BinHex

Last updated
BinHex 4
Filename extension
.hqx
Internet media type
application/mac-binhex40
application/mac-binhex
application/binhex
Uniform Type Identifier (UTI) com.apple.binhex-archive

BinHex, originally short for "binary-to-hexadecimal", is a binary-to-text encoding system that was used on the classic Mac OS for sending binary files through e-mail. Originally a hexadecimal encoding, subsequent versions of BinHex are more similar to uuencode, but combined both "forks" of the Mac file system together along with extended file information. BinHexed files take up more space than the original files, but will not be corrupted by non-"8-bit clean" software.

Contents

History

TRS-80 BinHex (.hex)

BinHex was originally written in 1981 by Tim Mann for the TRS-80 as a standalone version of an encoding scheme originally built into a popular terminal emulator, ST80-III by Lance Micklus. BinHex was used for sending files via major online services, such as CompuServe, which were not "8-bit clean" and required ASCII armoring to survive. Not everyone used ST-80, however, so Mann wrote BinHex to allow users of other terminals to use the format. [1]

The original ST-80 system worked by converting the binary file contents to hexadecimal numbers, which were encoded as ASCII digits and letters (09, AF). It then added a newline after every 60 characters. The system became very popular after Mann uploaded it to CompuServe's TRS-80 files area. The system quickly gained the addition of a checksum at the end of every line to check for errors. Bill Stockwell converted that version to the BASIC/S compiler, which ran much faster than Mann's interpreted version. [1]

BinHex files of the era were typically given the file extension .hex. Ports soon appeared for other popular platforms of the era, including the Apple II. CompuServe later added support for 8-bit transfers, and the format quickly disappeared. [1]

Mac BinHex (.hex)

The file upload problem still existed on CompuServe when the Mac was first released in 1984. In April 1984, William Davis ported BinHex to the Mac using Microsoft BASIC to produce a version that was largely identical to the TRS-80 versions of the same era. [1] This version only supported encoding of the "data fork", ignoring the resource fork, which meant it could only be used for data files. The rise in use of Internet e-mail coincided roughly with the release of the Macintosh, and Davis's version was posted on the Info-Mac mailing list by Joel Heller in June 1984. Several newer versions were published during 1984, resulting in BinHex 3 that could encode both forks.

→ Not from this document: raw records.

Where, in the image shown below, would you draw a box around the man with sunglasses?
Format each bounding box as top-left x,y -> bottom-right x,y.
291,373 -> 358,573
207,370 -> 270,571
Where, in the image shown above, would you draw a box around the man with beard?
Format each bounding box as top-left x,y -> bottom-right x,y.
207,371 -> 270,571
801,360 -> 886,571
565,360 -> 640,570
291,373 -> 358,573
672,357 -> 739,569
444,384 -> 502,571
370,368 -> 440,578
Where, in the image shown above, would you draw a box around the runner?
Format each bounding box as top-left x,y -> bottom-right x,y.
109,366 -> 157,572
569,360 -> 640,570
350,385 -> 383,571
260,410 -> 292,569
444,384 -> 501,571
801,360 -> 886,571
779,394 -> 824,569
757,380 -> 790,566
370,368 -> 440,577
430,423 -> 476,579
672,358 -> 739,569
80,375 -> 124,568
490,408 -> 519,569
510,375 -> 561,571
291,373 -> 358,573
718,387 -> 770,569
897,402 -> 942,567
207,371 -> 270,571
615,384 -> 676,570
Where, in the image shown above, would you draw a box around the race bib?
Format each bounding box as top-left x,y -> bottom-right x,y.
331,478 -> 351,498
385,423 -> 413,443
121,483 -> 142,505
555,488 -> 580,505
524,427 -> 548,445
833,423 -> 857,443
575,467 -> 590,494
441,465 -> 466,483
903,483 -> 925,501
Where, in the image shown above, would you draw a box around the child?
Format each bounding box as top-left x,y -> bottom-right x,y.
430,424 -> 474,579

Yves Lempereur, author of the first assembler for the Mac, MacASM, found that in order to upload his files to CompuServe he had to use BinHex. The BASIC version was very slow, so Lempereur ported BinHex 3 to assembler and released it as BinHex 1.0. The program was roughly a hundred times as fast as the BASIC version, and soon upgrade requests were flooding in. [2]

Compact BinHex (.hcx)

The original BinHex was a fairly simple format, one that was not very efficient because it expanded every byte of input into two, as required by the hexadecimal representation—an 8-to-4 bit encoding. For BinHex 2.0, Lempereur used a new 8-to-6 encoding that decreased file size by 50%. He also took the opportunity to expand the checksum from 8 to 16-bits. [2]

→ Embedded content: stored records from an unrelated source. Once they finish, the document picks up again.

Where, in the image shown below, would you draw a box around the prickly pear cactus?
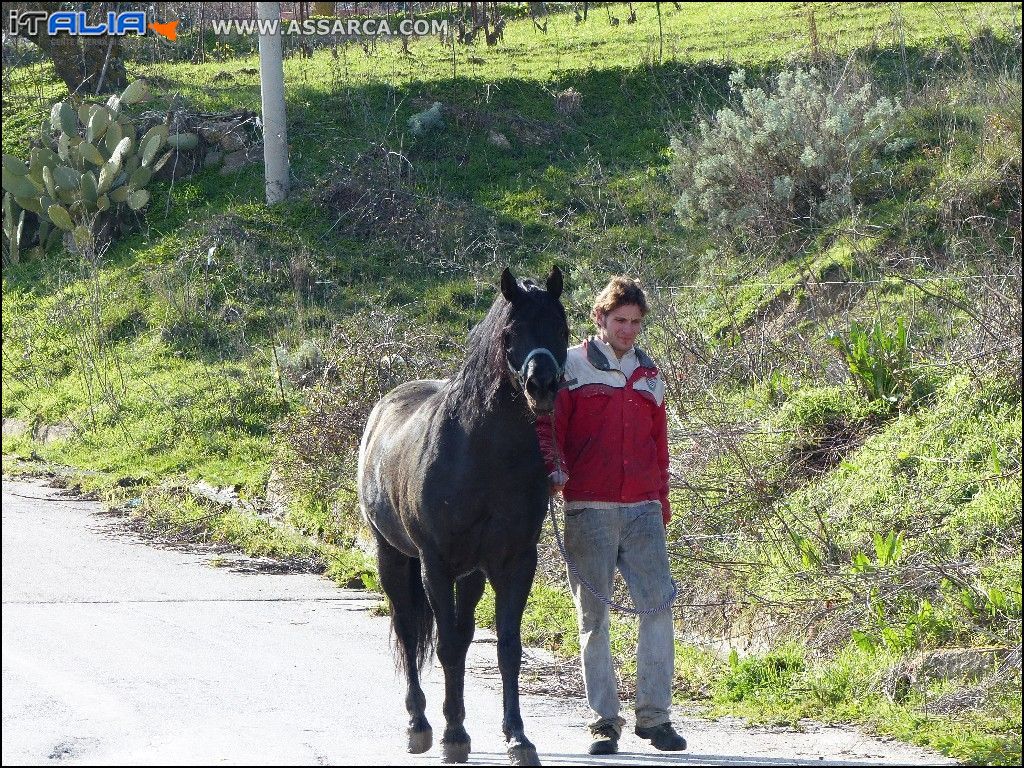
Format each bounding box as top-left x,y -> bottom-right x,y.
3,80 -> 199,263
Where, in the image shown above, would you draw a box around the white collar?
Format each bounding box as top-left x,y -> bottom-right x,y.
594,336 -> 637,368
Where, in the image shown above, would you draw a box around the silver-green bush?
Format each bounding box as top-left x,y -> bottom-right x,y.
672,69 -> 901,244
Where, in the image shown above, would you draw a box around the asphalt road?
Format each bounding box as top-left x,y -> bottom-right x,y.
2,479 -> 951,765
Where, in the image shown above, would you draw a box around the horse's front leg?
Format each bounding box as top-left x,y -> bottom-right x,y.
422,557 -> 483,763
490,548 -> 541,765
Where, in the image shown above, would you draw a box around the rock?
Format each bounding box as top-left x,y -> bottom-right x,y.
219,128 -> 246,153
33,422 -> 78,443
3,419 -> 31,437
907,648 -> 1013,685
203,150 -> 224,168
487,131 -> 512,150
266,467 -> 288,520
220,144 -> 263,176
196,123 -> 227,144
555,88 -> 583,117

This new encoding used the first 64 ASCII printing characters, including the space, to represent the data, [3] similarly to uuencode. Even though the new encoding was no longer hexadecimal in nature, the established name of the program was retained. The smaller files were incompatible with the older ones, so the extension became .hcx, c for compact. The new version replaced the earlier ones "overnight". [2]

BinHex 4 (.hqx)

Lempereur had concerns about some of the features of BinHex, notably its use of a checksum instead of a cyclic redundancy check (CRC) and the fact that the metadata information in the header was in plain text and thus could be corrupted in the same way as the data. [2]

In order to solve all of these problems, Lempereur released BinHex 4.0 in 1985, skipping 3.0 to avoid confusion with the now long-dead BASIC version. 4.0 first combined the data fork, resource fork and file metadata into a common 8-bit format, ran run-length encoding (RLE) on the result to provide some compression, and then ran the 8->6 conversion on the result and protected everything with multiple CRCs. The resulting .hqx files were roughly the same size of the .hcx's, but much more robust. [2]

BinHex 5

At about the time BinHex 4 was released, most online services started supporting robust 8-bit file transfer protocols such as ZMODEM, and the need for ASCII armoring went away. This left a problem on the Mac, however, as there was still the need to encode the two forks into one.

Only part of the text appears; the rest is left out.